Tree Traversals – Preorder, Inorder, Postorder

Tree Traversal: visiting every node of a tree. Unlike other linear data structures, where we traverse through every element in order, it’s not the same with the tree. Trees being non-linear data structures, there will always be more than one way to traverse through a tree. There are three types of Tree Traversals namely, Inorder, Preorder, and Postorder.

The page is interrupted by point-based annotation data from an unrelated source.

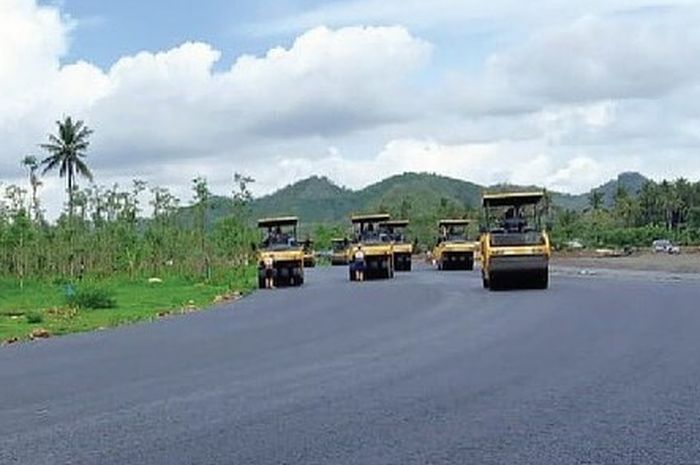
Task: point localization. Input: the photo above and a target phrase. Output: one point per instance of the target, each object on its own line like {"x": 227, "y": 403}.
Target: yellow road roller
{"x": 375, "y": 245}
{"x": 403, "y": 249}
{"x": 515, "y": 249}
{"x": 339, "y": 251}
{"x": 280, "y": 245}
{"x": 454, "y": 250}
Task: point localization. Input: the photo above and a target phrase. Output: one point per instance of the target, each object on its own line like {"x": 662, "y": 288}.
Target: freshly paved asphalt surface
{"x": 427, "y": 369}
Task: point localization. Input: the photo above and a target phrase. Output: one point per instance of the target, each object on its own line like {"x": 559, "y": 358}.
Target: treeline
{"x": 103, "y": 231}
{"x": 664, "y": 210}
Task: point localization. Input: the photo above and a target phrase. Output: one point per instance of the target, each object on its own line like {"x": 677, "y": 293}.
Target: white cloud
{"x": 579, "y": 93}
{"x": 614, "y": 57}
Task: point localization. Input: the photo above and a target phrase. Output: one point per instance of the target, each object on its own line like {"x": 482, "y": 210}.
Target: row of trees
{"x": 668, "y": 209}
{"x": 135, "y": 231}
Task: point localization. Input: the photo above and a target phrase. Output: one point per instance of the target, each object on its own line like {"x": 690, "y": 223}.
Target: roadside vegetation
{"x": 665, "y": 210}
{"x": 116, "y": 254}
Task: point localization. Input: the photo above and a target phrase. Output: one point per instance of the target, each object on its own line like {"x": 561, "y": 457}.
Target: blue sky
{"x": 549, "y": 92}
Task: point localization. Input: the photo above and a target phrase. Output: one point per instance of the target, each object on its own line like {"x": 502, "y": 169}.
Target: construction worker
{"x": 359, "y": 264}
{"x": 268, "y": 264}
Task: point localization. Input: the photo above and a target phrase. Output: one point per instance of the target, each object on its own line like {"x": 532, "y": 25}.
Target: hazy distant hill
{"x": 319, "y": 200}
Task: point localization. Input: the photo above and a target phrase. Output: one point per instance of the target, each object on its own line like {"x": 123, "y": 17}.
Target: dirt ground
{"x": 687, "y": 262}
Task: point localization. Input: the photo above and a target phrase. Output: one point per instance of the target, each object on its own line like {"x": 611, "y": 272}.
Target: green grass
{"x": 137, "y": 300}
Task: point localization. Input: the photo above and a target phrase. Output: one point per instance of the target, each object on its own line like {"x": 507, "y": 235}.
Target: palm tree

In this post, I’ll explain briefly all three methods with code.

Tree Data Structure

A Tree Data Structure contains a root node, and every node can have a left and right child.

Tree Traversals

• Inorder (Left, Root, Right)
• Preorder (Root, Left, Right)
• Postorder (Left, Right, Root)

Consider the below tree,

Inorder Traversal

1. Traverse Left Subtree
2. Visit Root Node
3. Traverse Right Subtree

Inorder (Left, Root, Right)

Output: 4->2->5->1->6->3->7

Preorder Traversal

1. Visit Root Node
2. Traverse Left Subtree
3. Traverse Right Subtree

Preorder (Root, Left, Right)

Output: 1->2->4->5->3->6->7

Postorder Traversal

1. Traverse Left Subtree
2. Traverse Right Subtree
3. Visit Root Node

Postorder (Left, Right, Root)

Output:4->5->2->6->7->3->1

Code

#include <iostream>
using namespace std;

struct Node
{
  int data;
  struct Node *left, *right;
  Node(int data)
  {
    this->data = data;
    left = right = NULL;
  }
};

// Preorder traversal
void preorderTraversal(struct Node *node)
{
  if (node == NULL)
    return;
  cout << node->data <<"->";
  preorderTraversal(node->left);
  preorderTraversal(node->right);
}

// Postorder traversal
void postorderTraversal(struct Node *node)
{
  if (node == NULL)
    return;
  postorderTraversal(node->left);
  postorderTraversal(node->right);
  cout << node->data <<"->";
}

// Inorder traversal
void inorderTraversal(struct Node *node)
{
  if (node == NULL)
    return;
  inorderTraversal(node->left);
  cout << node->data <<"->";
  inorderTraversal(node->right);
}

int main()
{
  struct Node *root = new Node(1);
  root->left = new Node(2);
  root->right = new Node(3);
  root->left->left = new Node(4);
  root->left->right = new Node(5);
  root->right->left = new Node(6);
  root->right->right = new Node(7);

  cout <<"Inorder traversal" ;
  inorderTraversal(root);

  cout <<"\nPreorder traversal" ;
  preorderTraversal(root);

  cout <<"\nPostorder traversal" ;
  postorderTraversal(root);
}

Output

Inorder traversal 4->2->5->1->6->3->7->
Preorder traversal 1->2->4->5->3->6->7->
Postorder traversal 4->5->2->6->7->3->1->

Conclusion

This post is a part of my #30DaysChallenge to write a blog post every day on what I learn, Happy Coding~ Abhiram Reddy.